University of Alaska Fairbanks    |    Scenarios Network for Alaska + Arctic Planning

Arctic Environmental and Engineering Data and Design Support System

Glossary of terms

Bias correction
Bias-correction is the process of mathematically scaling climate model outputs to account for their systematic errors, in order to improve their fitting to observations. Bias correction methods can be mathematically simple, e.g. subtraction, or more complex, e.g. fitting statistical curves. No climate model or data processing technique can entirely eliminate uncertainty, but bias-correction can help reduce mismatches between modeled gridded data and measured historical data for point locations. Bias correction is applied to most modeled climate data.
Downscaling
Downscaling is a collection of methods which can transform lower-resolution (coarser, more pixelated) datasets into higher-resolution products. This is useful for providing increased detail on local conditions. Downscaling techniques can be divided into two broad categories: dynamical and statistical.
Dynamical downscaling
Dynamical downscaling involves setting up boundary conditions for a region using a relatively coarse Global Climate Model (GCM), then creating a higher resolution regional model based on physical principles. This method is computationally intensive.
Statistical downscaling
Statistical downscaling involves defining a mathematical relationship between historic observed climate data and the output of GCMs or other climate models for the same time period, then using this relationship to create future projections.
Emissions scenario
Emission scenarios reflect plausible future human greenhouse gas and other aerosol emissions. In the past, the Intergovernmental Panel on Climate Change (IPCC) referenced emission scenarios when describing possible pathways for climate change. Later, Representative Concentration Pathways (RCPs) were designed to help climate modelers connect emissions trajectories with Radiative Forcing values. The RCP4.5 scenario represented a future with fewer increases to emssions, and the RCP8.5 scenario represented a future with greater global emissions. RCP6.0 was a middle-of-the-road scenario. Today, the scenarios used by the IPCC are known as Shared Socio-economic Pathways, or SSPs. SSPs include information about demographics and policy, which underlie each scenario.
Exceedance probability
Exceedance probability is the statistically determined probability that a certain value will be exceeded in a specified future time period. In hydrology, the exceedance probability is the inverse of the annual recurrence interval, return interval, or return period.
Global climate model (GCM)
A global climate model (GCM) is a mathematical representation of the interactions and energy balance among Earth’s atmosphere, land surface, ocean, and sea ice.

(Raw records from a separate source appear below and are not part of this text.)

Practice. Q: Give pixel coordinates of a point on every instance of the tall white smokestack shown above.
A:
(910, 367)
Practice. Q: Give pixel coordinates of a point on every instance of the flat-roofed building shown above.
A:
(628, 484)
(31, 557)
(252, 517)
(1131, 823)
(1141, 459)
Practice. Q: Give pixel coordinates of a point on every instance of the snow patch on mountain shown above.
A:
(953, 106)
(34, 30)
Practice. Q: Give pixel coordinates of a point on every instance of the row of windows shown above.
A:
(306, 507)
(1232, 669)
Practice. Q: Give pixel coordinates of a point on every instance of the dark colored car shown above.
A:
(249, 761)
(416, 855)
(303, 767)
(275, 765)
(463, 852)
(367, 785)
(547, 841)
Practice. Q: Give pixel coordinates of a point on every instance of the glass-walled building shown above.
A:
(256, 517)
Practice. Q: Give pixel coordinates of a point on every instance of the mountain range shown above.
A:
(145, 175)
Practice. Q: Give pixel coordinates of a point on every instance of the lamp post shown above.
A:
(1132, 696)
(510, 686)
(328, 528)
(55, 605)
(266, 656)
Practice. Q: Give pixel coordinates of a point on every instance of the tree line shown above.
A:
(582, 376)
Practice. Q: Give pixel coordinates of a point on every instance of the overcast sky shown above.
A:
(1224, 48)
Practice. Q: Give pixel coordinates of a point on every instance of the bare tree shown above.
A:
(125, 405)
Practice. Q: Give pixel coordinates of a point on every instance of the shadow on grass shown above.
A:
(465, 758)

Climate models divide the globe into a three-dimensional grid of cells that interact with one another as a coupled system. Outputs from GCMs provide long-term climate projections.
Gridded dataset
A gridded dataset is a continuous grid-based representation of a variable (e.g. temperature) in two dimensions (e.g latitude and longitude). In contrast, point datasets or line (vector) datasets offer values for only a subset of possible locations (e.g. cities, rivers, or roads). Gridded datasets may be low-resolution (large grid cells) or high-resolution, but do not have data gaps or discontinuities. If gridded datasets are created from point or vector datasets, mathematical interpolation and modeling is required.
Reanalysis
Climate reanalyses combine past weather observations with models to generate time series of climate variables. ERA5 is the latest climate reanalysis produced by the European Centre for Medium-Range Weather Forecasts (ECMWF). It provides hourly data on multiple parameters, with estimates of uncertainty.